Qui sait, dans les prochaines années, les réalisatrices s’intéresseront peut-être à des figures emblématiques oubliées, dont Hélène Bourgault (1945-2006), fondatrice du FLF et seule felquiste devenue cinéaste.

« Depuis que j’ai fini d’écrire en mai, cinq nouveaux films ont été faits, dont Testament, de Denys Arcand, où un couple évoque les évènements d’octobre 1970, et celui de Pedro Ruiz sur Jacques Lanctôt qui sort vendredi, Le huitième étage, jours de révolte, qui combine fiction et documentaire », conclut Sylvain Garel, qui, à la fin du livre, invite les lecteurs à lui faire part d’erreurs et d’oublis pour une éventuelle réédition.
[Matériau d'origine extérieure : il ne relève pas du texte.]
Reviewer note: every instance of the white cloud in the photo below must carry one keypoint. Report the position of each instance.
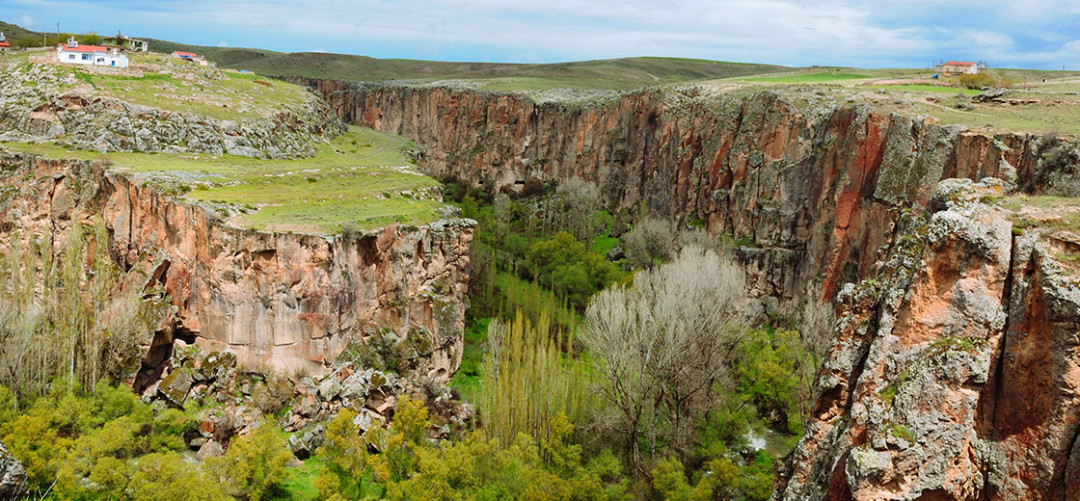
(784, 31)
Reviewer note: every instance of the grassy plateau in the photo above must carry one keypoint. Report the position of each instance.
(361, 178)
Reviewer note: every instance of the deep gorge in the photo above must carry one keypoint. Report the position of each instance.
(937, 383)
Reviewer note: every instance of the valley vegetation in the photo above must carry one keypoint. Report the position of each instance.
(606, 360)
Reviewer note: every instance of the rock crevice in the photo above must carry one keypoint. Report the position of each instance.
(943, 315)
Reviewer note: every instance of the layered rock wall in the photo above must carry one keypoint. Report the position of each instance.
(281, 300)
(953, 366)
(817, 192)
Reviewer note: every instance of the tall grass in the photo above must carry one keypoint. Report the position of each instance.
(528, 380)
(71, 314)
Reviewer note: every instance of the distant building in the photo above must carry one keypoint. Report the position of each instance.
(959, 67)
(135, 44)
(190, 56)
(92, 55)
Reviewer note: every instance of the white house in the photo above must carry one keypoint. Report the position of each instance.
(959, 67)
(94, 55)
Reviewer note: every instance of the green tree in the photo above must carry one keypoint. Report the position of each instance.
(527, 381)
(254, 465)
(346, 456)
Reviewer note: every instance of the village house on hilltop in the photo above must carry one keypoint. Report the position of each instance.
(959, 67)
(94, 55)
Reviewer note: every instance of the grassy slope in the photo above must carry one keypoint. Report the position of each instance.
(362, 178)
(605, 73)
(165, 83)
(16, 32)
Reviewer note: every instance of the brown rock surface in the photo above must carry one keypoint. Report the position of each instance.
(953, 370)
(281, 300)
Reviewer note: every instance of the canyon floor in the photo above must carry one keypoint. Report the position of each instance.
(899, 309)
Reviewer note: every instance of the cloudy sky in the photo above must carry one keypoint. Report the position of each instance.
(1028, 34)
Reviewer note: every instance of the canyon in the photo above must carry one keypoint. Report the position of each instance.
(952, 364)
(287, 301)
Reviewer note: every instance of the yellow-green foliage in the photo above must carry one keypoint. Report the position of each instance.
(68, 315)
(477, 469)
(254, 465)
(528, 380)
(125, 447)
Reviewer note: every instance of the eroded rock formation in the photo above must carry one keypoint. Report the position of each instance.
(38, 103)
(285, 301)
(953, 367)
(12, 475)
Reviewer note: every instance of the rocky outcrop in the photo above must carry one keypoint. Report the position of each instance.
(12, 475)
(40, 104)
(952, 370)
(817, 192)
(282, 300)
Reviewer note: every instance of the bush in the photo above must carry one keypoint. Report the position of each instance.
(527, 381)
(563, 263)
(254, 464)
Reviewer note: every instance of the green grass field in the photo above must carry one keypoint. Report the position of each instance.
(926, 89)
(166, 83)
(811, 78)
(361, 178)
(618, 75)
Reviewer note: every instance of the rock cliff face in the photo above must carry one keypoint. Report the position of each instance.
(12, 475)
(953, 370)
(286, 301)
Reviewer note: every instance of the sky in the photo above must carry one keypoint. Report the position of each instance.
(869, 34)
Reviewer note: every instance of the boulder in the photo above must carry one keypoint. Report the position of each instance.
(211, 449)
(305, 444)
(12, 475)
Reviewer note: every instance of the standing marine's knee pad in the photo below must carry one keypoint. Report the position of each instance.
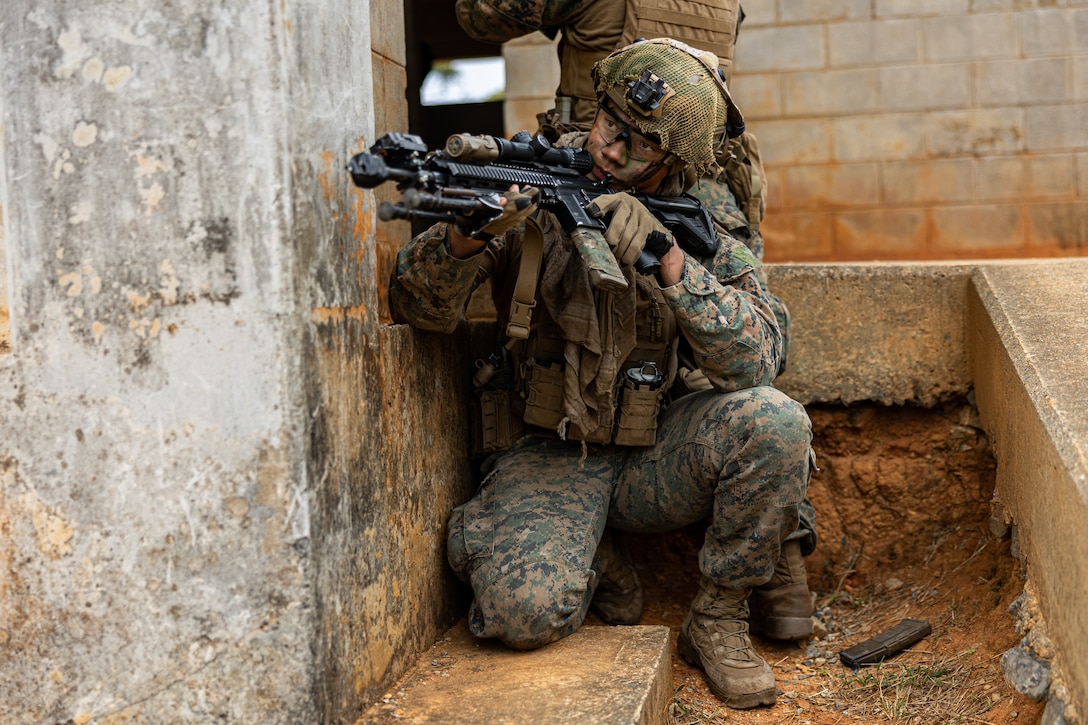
(529, 605)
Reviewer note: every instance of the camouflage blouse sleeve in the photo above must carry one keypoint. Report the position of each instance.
(726, 317)
(498, 21)
(431, 287)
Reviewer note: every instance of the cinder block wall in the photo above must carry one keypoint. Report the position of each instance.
(905, 130)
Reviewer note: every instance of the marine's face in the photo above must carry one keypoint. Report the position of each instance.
(620, 151)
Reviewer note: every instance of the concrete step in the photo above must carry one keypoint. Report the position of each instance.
(607, 675)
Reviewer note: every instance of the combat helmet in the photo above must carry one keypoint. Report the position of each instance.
(675, 93)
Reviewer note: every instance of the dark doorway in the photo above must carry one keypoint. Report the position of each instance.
(432, 35)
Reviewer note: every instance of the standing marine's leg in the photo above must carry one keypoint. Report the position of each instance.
(742, 457)
(527, 541)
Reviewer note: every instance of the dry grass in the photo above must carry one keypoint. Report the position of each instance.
(952, 676)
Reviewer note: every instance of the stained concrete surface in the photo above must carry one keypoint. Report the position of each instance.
(604, 675)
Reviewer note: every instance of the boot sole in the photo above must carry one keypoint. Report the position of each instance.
(746, 701)
(787, 628)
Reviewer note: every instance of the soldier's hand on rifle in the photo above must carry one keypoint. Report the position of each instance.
(630, 228)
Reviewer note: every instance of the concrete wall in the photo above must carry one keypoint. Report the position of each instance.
(214, 502)
(897, 130)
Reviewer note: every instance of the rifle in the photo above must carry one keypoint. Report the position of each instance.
(464, 182)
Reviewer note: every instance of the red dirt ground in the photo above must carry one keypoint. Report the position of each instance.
(903, 505)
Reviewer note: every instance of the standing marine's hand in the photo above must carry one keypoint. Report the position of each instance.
(630, 226)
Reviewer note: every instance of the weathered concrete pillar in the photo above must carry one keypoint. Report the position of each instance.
(192, 405)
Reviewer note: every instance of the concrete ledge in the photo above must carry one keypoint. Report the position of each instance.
(1029, 345)
(608, 675)
(882, 332)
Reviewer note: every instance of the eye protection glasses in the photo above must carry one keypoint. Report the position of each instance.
(639, 147)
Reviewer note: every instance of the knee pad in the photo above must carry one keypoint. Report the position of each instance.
(529, 605)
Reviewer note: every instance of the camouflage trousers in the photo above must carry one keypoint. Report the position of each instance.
(527, 540)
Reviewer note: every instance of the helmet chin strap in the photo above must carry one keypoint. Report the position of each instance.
(651, 171)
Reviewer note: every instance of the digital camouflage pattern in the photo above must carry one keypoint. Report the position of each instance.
(527, 541)
(739, 452)
(498, 21)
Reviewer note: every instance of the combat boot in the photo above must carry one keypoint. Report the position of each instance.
(782, 609)
(715, 637)
(618, 597)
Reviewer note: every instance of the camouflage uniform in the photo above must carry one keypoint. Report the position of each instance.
(590, 31)
(738, 453)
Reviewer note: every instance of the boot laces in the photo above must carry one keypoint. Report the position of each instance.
(727, 639)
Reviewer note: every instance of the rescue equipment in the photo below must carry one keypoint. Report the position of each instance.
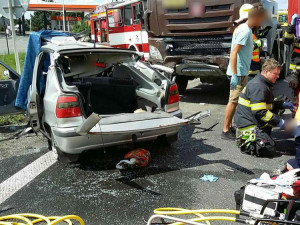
(288, 213)
(254, 141)
(30, 219)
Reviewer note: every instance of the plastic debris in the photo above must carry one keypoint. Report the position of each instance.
(209, 178)
(135, 158)
(12, 128)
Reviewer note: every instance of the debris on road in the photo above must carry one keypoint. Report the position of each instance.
(228, 169)
(210, 178)
(135, 158)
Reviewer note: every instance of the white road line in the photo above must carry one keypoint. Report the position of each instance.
(24, 176)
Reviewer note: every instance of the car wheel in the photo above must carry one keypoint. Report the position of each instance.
(62, 156)
(181, 82)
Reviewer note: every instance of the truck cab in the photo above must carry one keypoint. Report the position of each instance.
(194, 38)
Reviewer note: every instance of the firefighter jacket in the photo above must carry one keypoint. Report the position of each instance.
(255, 105)
(255, 63)
(289, 38)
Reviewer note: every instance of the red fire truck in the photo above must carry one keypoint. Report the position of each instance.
(120, 24)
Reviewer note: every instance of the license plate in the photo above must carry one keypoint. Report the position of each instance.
(174, 4)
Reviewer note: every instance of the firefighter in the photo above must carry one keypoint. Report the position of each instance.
(290, 37)
(240, 61)
(255, 61)
(255, 115)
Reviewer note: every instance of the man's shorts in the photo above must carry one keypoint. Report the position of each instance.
(236, 91)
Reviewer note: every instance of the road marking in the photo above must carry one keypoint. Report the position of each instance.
(24, 176)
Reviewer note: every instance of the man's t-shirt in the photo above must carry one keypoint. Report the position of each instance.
(242, 36)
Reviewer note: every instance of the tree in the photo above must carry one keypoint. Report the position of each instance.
(37, 20)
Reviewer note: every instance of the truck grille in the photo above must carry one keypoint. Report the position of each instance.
(217, 19)
(207, 9)
(200, 46)
(199, 20)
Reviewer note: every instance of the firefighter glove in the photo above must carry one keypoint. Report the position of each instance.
(288, 105)
(293, 80)
(234, 80)
(294, 17)
(281, 124)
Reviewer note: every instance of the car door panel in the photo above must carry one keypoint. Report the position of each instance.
(8, 90)
(34, 98)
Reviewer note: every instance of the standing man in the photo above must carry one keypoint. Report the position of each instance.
(240, 60)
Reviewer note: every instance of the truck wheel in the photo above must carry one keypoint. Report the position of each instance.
(62, 156)
(181, 82)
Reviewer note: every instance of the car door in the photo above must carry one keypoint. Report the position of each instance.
(9, 83)
(34, 104)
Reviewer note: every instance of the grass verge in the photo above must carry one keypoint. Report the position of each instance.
(10, 61)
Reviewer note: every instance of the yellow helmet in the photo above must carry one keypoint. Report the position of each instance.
(244, 12)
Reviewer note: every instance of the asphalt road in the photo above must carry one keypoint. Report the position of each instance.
(100, 194)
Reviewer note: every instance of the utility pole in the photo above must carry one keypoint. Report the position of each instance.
(64, 16)
(12, 26)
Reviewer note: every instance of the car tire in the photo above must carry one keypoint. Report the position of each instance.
(62, 156)
(182, 82)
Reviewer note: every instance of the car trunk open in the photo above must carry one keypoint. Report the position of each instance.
(124, 96)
Le FLQ dans la cinématographie québécoise

Le FLQ dans la cinématographie québécoise

Somme toute

608 pages

Incontournables et méconnus

Du 25 au 31 octobre, la Cinémathèque québécoise présente Le FLQ dans la cinématographie québécoise, cycle regroupant une dizaine de courts et longs métrages sélectionnés par Sylvain Garel et Guillaume Lafleur. « Il y a des classiques, comme Octobre, de Pierre Falardeau, Corbo, de Mathieu Denis, Les Rose, de Félix Rose, et, celui qui demeure la référence, Les évènements d’octobre 1970, de Robin Spry, dont plusieurs images ont été reprises dans d’autres films. Il y a aussi des films rares, dont le premier film sur le FLQ, FLQ, documentaire de 1967 de Jean-Pierre Masse, qui donne la parole à quatre felquistes sortant de prison. Et des films oubliés, tel Les années de rêve, de Jean-Claude Labrecque, qui avait été assez mal reçu en 1984, en pleine déprime post-référendaire. Le premier soir, on présente deux films : Chroniques labradoriennes, premier film d’André Forcier, un truc de potache complètement foutraque, mais très révélateur de la mentalité des jeunes de l’époque ; et Le révolutionnaire, film beaucoup plus ambitieux de Jean-Pierre Lefebvre de 1967. Je pense qu’à travers cette dizaine de films, on connaîtra mieux l’histoire du FLQ. »

Consultez la page de l’évènement

Le cycle Le FLQ dans la cinématographie québécoise sera présenté à la Cinémathèque québécoise du 25 au 31 octobre.

Le film Le huitième étage, jours de révolte de Pedro Ruiz sortira en salle vendredi à la Cinémathèque.